On 3/26/2011 8:50 PM, Patrick Doyle wrote:
Hi Folks, I'm looking for a US distributor for a Balloon Board (http://www.balloonboard.org/) or it's equivalent -- perhaps one of you may have designed and sell your own equivalent. Basically, I'm looking for a standalone board with a processor (with it's associated flash& SDRAM) and an FPGA. I'm not terribly picky about the FPGA -- any reasonable Xilinx or Altera device should suffice. Does anybody on this list have any recommendations? I would prefer to buy from a gEDA supporter, and it will be logistically easier if I can purchase from someplace in the US. Thanks for any pointers. --wpd
Patrick,I don't see where you responded to any of the replies to your post. Did you find something that met your needs?
I am considering laying out a design that would include a Freescale Kinetis device and an FPGA. I am in the US and this would be an open source design using open source tools.
I haven't picked the details yet, but I have a preference for the Silicon Blue FPGAs. They only make small versions, but they are very, very low power which is my goal.
I had not been planning to include external RAM, but the K60 has a DDR interface and can be included easily. I assume that if you need that much RAM it means you intend to run Linux on it. Is that right? I don't know if Linux is ported to the K60, but I expect it would not be at all difficult to do since the K60 is an ARM CM4 (CM3 + DSP and SIMD instructions).

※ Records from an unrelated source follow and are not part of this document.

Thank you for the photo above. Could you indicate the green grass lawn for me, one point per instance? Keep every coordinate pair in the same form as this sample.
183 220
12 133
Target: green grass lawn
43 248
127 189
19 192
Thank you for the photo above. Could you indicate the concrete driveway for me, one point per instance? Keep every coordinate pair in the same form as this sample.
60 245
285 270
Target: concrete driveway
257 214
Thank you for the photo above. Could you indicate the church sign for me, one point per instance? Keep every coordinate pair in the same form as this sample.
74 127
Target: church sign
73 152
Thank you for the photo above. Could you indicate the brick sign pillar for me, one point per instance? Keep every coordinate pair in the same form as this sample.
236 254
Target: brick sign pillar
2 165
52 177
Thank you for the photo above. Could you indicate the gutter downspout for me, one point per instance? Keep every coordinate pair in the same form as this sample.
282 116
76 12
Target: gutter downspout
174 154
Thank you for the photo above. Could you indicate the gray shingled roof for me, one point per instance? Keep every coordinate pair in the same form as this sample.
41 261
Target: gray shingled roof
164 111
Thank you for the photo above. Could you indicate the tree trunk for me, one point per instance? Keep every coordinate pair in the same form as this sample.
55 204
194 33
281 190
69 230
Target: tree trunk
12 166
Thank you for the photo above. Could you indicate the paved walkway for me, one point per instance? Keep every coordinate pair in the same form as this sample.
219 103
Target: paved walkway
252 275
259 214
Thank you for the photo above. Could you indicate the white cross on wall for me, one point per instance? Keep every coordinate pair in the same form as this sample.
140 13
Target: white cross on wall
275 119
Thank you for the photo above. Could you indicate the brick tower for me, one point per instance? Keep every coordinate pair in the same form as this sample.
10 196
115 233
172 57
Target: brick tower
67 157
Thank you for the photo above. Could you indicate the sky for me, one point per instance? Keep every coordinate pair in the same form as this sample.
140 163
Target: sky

Does this sound interesting to you?I also have an interest in testing the Green Arrays GA144 multiprocessor. This device has 144 processors running at 666 MIPS each consuming less than a Watt with all running full bore. They are async processors and stop on a dime when waiting for input dropping power consumption to virtually nothing (100 nW per processor) able to resume processing at full speed in a fraction of a ns. They just need to identify a killer app and these devices will take off. The one aspect that may turn off a lot of potential users is the tiny on-chip memory, only 64 words in each processor. But external memory can be connected of course. This chip is not programmed in C, so you can do a lot more with very little memory. I think of it more like an FPGA than an MCU. A Field Programmable Processor Array, FPPA.